I scooped him up in a fresh warm towel and made a bed for him in a laundry basket.  I set him beside my bed, and fell asleep petting him, hearing his rumbles.

Geoff woke me at 2:30 in the morning.  Boo was dead.  He had made it to the doorway of the bedroom and collapsed.  It was February, so I wrapped him in the towel and stored him in the garage.  I worried so much that I was wrong, that he wasn't dead.  I kept going out to check on him.  He most defintiely was, but I had a hard time saying goodbye.  The next day, I managed to shovel out a grave for him, behind the garage.  I put him in the ground and said good bye.

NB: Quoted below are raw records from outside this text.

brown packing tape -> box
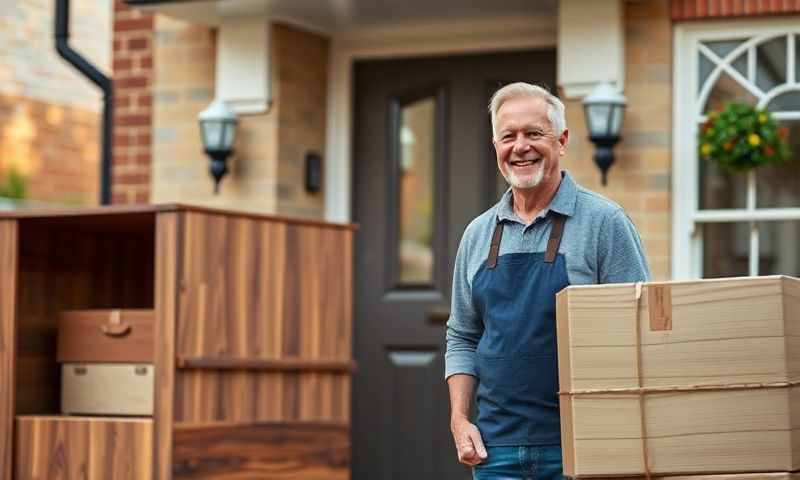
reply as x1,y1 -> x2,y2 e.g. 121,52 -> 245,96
648,283 -> 672,331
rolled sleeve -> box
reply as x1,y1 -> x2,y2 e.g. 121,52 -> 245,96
597,209 -> 652,284
444,232 -> 483,380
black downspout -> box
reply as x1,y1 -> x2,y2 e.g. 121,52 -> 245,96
55,0 -> 113,205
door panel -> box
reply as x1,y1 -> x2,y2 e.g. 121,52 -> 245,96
353,50 -> 556,480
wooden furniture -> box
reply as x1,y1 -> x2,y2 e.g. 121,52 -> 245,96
556,276 -> 800,478
0,204 -> 356,480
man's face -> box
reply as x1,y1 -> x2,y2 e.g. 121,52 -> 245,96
493,96 -> 568,190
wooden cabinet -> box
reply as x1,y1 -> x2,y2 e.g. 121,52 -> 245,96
0,204 -> 356,480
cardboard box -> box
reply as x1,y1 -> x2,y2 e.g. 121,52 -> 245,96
556,276 -> 800,478
62,363 -> 153,416
57,309 -> 154,363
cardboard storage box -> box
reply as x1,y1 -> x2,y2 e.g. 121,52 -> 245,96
62,363 -> 153,416
57,309 -> 154,363
597,474 -> 800,480
556,276 -> 800,478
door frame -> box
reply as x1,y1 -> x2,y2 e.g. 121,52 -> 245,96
323,16 -> 557,223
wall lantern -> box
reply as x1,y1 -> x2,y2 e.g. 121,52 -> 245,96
198,98 -> 238,193
582,82 -> 626,186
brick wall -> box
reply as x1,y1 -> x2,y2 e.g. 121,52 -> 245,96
274,24 -> 328,218
0,0 -> 111,205
562,0 -> 672,280
112,0 -> 154,204
148,15 -> 281,211
148,20 -> 328,217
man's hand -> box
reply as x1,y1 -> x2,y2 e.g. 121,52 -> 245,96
450,415 -> 487,466
447,374 -> 487,466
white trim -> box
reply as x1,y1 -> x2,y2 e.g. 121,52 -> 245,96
324,16 -> 557,222
674,17 -> 800,279
693,208 -> 800,222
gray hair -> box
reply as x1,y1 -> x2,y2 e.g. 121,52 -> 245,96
489,82 -> 566,138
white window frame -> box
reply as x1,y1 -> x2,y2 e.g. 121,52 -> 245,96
673,18 -> 800,280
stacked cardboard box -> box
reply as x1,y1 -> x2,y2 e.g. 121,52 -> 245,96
556,276 -> 799,478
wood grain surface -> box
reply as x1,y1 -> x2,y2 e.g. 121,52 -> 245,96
154,212 -> 181,480
172,421 -> 349,479
0,220 -> 17,480
15,415 -> 152,480
174,212 -> 353,424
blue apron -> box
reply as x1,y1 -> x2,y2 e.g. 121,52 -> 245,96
472,213 -> 570,446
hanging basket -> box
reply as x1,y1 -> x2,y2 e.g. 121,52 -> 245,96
698,102 -> 791,171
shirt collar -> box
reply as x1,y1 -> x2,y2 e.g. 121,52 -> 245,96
496,170 -> 578,224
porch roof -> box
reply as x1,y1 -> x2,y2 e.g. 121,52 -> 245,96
123,0 -> 556,32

Orca was the next to leave.  He was such a big boy, Orca was a fitting name.  We had been camping, and my mom and dad were feeding and watering the cats for us.  Maybe it was the time away from him- 3 days- but when we got back, he looked swollen and huge.  I honestly don't know if it happened overnight, or it was just that we finally noticed it.  He could barely walk, his bellly hung so low and wide.  When I petted him and felt down his body, I could feel his skin, and how it pulled away from the muscle underneath.  He was dehydrated. 

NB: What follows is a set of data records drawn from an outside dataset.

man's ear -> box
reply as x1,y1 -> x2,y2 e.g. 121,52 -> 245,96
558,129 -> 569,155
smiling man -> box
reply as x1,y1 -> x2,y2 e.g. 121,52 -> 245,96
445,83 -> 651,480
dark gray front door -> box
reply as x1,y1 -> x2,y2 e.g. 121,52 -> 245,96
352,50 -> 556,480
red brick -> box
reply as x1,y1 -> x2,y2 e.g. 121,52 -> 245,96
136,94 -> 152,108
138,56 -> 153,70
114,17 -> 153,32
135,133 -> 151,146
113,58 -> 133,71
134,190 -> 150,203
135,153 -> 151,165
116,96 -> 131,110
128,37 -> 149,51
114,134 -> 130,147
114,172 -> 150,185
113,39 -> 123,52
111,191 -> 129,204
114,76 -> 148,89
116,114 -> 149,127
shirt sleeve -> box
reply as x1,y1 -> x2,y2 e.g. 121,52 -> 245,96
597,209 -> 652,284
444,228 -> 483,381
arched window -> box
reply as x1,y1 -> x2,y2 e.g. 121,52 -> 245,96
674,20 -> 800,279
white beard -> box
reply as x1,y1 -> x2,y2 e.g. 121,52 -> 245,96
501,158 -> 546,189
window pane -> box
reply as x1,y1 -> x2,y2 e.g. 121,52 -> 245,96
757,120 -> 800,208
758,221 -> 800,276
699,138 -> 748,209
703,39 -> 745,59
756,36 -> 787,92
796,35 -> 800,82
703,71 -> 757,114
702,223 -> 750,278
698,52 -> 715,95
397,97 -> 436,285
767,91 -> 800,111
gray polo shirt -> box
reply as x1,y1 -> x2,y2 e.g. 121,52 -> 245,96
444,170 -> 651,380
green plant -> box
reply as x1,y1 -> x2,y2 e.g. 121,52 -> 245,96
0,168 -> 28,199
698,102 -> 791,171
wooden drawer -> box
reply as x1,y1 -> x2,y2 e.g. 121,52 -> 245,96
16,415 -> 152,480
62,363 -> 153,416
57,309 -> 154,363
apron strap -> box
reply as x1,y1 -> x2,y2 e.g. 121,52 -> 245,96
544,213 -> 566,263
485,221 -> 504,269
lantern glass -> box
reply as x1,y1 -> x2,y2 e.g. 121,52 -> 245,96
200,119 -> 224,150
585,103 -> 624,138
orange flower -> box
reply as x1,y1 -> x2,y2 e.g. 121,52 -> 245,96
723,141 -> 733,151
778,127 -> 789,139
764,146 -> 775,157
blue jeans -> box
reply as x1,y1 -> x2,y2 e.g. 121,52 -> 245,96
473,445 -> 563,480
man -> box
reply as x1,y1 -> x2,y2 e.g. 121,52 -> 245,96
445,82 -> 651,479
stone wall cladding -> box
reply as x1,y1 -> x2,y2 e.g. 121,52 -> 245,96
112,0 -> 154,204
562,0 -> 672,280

I nursed him through the night, again.  It was a weekend, and nothing was open.  Call me a bad pet owner, but I didn't have the money (and still don't) to pay the $150 minimum fee for the emergency clinic.  So, I fed him water with a spoon and eyedropper, and mushed up all his favorite foods until they too were liquid.  He seemed to perk up after a couple of hours, and I was relieved to see him on the mend.  He used the litter box and waddled his way around.  I knew we would have to watch his fluids for a couple of days, but he seemed so much better.  *sigh*  Now I know different. 

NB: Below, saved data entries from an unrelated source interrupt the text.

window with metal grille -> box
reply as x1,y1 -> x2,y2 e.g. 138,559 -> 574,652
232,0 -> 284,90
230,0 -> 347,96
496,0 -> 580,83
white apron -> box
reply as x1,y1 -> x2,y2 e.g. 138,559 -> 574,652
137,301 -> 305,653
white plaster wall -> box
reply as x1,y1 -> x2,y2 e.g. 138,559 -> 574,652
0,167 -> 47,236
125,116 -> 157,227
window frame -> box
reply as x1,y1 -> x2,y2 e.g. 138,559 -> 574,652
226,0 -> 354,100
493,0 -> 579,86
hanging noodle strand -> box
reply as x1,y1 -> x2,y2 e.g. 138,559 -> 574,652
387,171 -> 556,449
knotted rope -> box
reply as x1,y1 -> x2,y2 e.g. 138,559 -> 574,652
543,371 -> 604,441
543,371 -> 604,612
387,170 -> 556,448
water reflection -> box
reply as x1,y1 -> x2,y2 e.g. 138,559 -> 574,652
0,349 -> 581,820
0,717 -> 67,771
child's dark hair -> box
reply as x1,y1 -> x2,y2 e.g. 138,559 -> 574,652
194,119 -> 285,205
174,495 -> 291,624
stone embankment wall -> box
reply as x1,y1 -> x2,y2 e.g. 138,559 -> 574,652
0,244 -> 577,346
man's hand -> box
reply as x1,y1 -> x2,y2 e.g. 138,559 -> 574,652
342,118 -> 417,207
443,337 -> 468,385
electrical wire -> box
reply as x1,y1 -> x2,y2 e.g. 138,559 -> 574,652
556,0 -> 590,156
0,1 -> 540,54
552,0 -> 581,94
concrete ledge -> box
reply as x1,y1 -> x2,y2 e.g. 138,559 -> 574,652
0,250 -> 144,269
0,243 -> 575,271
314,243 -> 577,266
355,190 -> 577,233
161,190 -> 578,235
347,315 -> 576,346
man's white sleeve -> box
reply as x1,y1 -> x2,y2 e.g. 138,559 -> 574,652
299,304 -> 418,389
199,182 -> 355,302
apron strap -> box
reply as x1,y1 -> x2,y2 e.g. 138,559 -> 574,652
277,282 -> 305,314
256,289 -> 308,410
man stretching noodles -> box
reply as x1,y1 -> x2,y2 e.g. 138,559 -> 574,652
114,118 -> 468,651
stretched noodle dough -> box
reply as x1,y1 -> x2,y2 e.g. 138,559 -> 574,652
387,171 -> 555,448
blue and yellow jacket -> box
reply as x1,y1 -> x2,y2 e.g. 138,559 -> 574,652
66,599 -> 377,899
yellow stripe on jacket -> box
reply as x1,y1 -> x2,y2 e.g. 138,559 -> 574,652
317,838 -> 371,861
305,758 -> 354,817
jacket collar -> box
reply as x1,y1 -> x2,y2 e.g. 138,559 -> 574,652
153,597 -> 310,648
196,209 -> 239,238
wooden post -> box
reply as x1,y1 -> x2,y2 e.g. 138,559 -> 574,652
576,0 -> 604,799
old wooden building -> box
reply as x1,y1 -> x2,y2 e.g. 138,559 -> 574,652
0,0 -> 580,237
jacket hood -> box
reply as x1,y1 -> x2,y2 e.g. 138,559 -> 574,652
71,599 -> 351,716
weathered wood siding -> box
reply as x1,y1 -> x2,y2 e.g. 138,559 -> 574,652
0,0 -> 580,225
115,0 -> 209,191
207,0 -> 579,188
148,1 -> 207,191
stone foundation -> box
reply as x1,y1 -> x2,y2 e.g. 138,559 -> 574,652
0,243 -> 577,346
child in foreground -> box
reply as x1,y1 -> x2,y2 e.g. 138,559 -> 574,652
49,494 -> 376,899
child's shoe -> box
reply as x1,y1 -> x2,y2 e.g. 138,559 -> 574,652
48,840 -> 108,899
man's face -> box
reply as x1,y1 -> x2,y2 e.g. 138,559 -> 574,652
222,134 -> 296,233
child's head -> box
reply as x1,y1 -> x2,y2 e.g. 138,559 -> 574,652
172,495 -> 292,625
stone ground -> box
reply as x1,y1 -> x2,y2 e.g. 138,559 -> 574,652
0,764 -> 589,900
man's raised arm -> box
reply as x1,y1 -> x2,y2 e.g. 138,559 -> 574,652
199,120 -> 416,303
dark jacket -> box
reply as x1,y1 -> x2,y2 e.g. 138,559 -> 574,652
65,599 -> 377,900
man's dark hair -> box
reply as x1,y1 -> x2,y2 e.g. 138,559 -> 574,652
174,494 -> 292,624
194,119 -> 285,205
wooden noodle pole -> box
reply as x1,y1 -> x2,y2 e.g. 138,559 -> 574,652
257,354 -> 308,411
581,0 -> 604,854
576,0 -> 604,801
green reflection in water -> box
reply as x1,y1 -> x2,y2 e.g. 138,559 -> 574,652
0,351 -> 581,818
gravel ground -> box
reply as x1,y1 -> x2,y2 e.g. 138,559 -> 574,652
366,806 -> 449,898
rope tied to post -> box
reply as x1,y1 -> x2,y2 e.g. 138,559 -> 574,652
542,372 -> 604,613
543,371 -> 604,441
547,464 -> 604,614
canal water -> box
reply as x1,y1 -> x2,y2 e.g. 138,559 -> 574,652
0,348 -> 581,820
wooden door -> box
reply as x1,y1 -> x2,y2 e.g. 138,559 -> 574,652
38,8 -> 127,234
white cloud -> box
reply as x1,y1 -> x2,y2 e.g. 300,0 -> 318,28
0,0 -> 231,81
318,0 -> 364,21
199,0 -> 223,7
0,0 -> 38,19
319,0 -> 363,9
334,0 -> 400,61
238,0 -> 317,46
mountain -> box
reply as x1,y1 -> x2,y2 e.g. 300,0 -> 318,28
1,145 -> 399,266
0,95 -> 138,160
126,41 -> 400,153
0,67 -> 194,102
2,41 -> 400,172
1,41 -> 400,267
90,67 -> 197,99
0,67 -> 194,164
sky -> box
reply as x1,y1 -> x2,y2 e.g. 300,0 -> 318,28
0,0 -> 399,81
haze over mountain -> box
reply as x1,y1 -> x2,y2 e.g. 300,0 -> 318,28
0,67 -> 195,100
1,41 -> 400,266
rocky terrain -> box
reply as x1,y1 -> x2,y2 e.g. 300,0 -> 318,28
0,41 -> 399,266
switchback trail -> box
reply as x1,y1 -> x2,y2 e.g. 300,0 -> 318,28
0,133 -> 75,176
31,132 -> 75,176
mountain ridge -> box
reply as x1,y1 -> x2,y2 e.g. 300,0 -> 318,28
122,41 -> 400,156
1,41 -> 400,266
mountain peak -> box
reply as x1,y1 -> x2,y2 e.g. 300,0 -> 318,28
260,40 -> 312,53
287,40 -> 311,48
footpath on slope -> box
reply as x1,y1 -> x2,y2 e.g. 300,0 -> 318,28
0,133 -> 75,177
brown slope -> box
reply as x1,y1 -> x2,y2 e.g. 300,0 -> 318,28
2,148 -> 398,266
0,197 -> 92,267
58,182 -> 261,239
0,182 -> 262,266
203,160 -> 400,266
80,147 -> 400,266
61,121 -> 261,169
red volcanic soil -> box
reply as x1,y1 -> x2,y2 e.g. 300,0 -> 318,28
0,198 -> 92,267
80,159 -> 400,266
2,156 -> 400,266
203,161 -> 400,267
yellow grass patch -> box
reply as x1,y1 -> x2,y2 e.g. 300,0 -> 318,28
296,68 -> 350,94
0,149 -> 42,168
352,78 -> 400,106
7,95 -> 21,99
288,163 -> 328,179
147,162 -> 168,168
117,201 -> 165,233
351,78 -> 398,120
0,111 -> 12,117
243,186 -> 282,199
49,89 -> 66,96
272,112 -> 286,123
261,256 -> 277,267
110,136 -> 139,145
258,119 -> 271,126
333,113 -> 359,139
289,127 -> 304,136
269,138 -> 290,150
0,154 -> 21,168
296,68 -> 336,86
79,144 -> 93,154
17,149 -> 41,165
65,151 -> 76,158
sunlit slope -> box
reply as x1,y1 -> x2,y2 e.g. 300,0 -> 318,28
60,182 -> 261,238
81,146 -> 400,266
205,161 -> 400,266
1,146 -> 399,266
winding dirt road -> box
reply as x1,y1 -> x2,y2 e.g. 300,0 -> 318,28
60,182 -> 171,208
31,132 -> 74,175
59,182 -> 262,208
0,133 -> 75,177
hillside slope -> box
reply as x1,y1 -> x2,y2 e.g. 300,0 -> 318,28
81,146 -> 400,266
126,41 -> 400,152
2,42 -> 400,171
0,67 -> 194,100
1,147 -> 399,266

The next morning, after a few hours of sleep, I found him dead in the laundry room.  He had curled up in one of the sheets off of our bed, and gone to sleep.  I cried and cried and wrapped him in the sheet that smelled of us, his family.  It was June, so I dug a grave beside Boo, and buried my big boy in it.  Sheet and all.

Jedditt and Sawyer
Jedditt was the last one to leave.  He used to be big and fat, and gradually got skinnier and skinnier.  This time, we managed to get him to the vet.  She confirmed in quick time that he had a tumor and was dying.  She confirmed he wasn't in any pain, but that he didn't have long.  She told Geoff (who took him in) to bring him home and let us say our goodbyes.  As soon as he showed any signs of deteriotating, we were to bring him back.  We had another week with him, before he became so weak he couldn't stand.  I was working, so Geoff took him in.  Geoff stood with him and petted his head, while the vet did her thing.  He was gone before the needle's plunger was all the way down.  He came home in a box, wrapped in a baby blankie of Sawyer's.  For the first time, I didn't bury my pet.  My dad did.  He was here when Geoff came home, and said he would do it.  Geoff said that he had seen my dad get the box out of the van and walk into the backard with it casually swinging from his hand.  He said it bothered him to see that, but that he couldn't bring himself to do the burial himself.  Of course, Jedditt is behind the garage, with his brothers.

Morph and Axle
Good buddies.  Now.
And now, there is Morph.  Morph, who was always shy and skittish.  Who never adapted to change, but has since accepted Sawyer and Axle into his circle.  He and Axle have become buds, laying together, snuggled on the bed, or in matching chairs in the living room.

About a week ago, I noticed Morph's belly seemed bigger.  Swollen, almost.

Today, I couldn't find him.  I searched high and low, my heart racing.  I dreaded finding that stiffened tail, sticking out from under a cupboard, or bed.  Eventually, I found him in my closet, laying in a pile of my old sweaters.  He looked up and meowed and me, yawned, stretched and went back to sleep.

I keep checking to make sure he is alive. 

I can't help thinking- it's a weekend.  No vet is open.  I can't afford the emergency clinic.  I will nurse him, if I need to.  I just want him to make it to Monday, so he can see the vet. 

But I am worried that soon, there will be one final grave behind the garage.

Keep your fingers crossed for us.

Rosie N. Grey
The N stands for "not now, not ever.  Please."